# Audio out of sync with Video



## William_K_F (Apr 20, 2002)

Hello,

I have noticed that often with Dish I see that the audio program does not sync with the picture, as in the mouths of people talking do not match what I hear.

Have others noticed this problem? Is it only with the PVRs that this happens? Is Dish aware of the problem? Is it likely to be solved any time soon?

I find it distracting and wish it would get fixed.

Thanks.

-William


----------



## DarrellP (Apr 24, 2002)

Welcome to digital technology. This problem has been around since I first subbed back in early 97. It is still a big problem with OTA digital (off the air) and DBS. Sometimes changing the channel up and down will help re-sync the sound.


----------



## bobsupra (Jul 12, 2002)

Sometimes switching from HD to SD and back helps. When all else fails, power off, power on. Was a problem last nite for Soprano's solved by throwing a shoe at box (well I was thinking about it)

bobsupra


----------



## Tony S (Mar 28, 2002)

I haven't really seen this very often with my 501. I used to see this problem a lot with my old 4000 receiver. Usually, changing the channel and then re-selecting the original channel helps. (However, if you are recording, this really isn't an option).


----------



## HTguy (May 7, 2002)

I have encountered this a couple of times when playing a PVR event on the 501. I simple power cycle fixed it.


----------



## phillipsfamily (Oct 4, 2002)

William_K_F said:


> I have noticed that often with Dish I see that the audio program does not sync with the picture, as in the mouths of people talking do not match what I hear.
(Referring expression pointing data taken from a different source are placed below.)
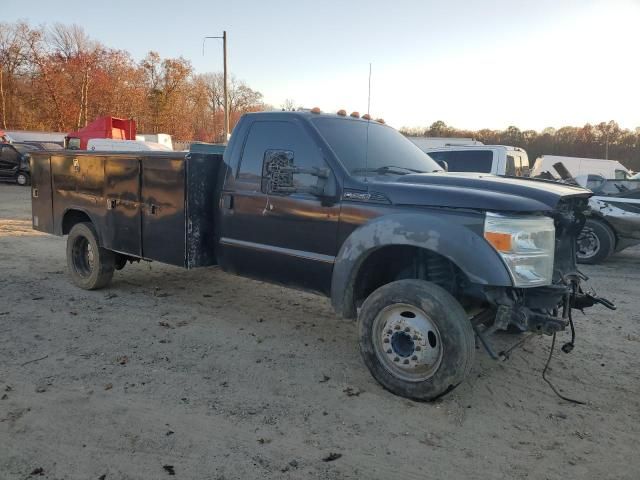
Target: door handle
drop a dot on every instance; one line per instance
(227, 201)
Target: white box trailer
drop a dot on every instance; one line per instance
(581, 167)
I know this is an old thread, but I figured this was the best place for this comment.
I have a 501, and while this problem has been very rare for me, I still see it occasionally. In the old days I used to try changing channels and such before finally giving up and restarting the system. But this happened the other night and I realized I might have another trick up my sleeve that works better. Instead of restarting, I:

1) pressed the "Record" button (accept default menu option)
2) stopped the recording immediately
3) Presto! Problem gone. 

For some reason the audio/video sync problem is related to the recording feature and will go away by effectively resetting the recording status. Note that this is only when you aren't recording something to begin with.

This technique is actually much more applicable for resolving the black screen problem where only the current channel is visible and all others are black. I used to use it a lot before the 501 became more stable. Saved me a couple minutes each time.


----------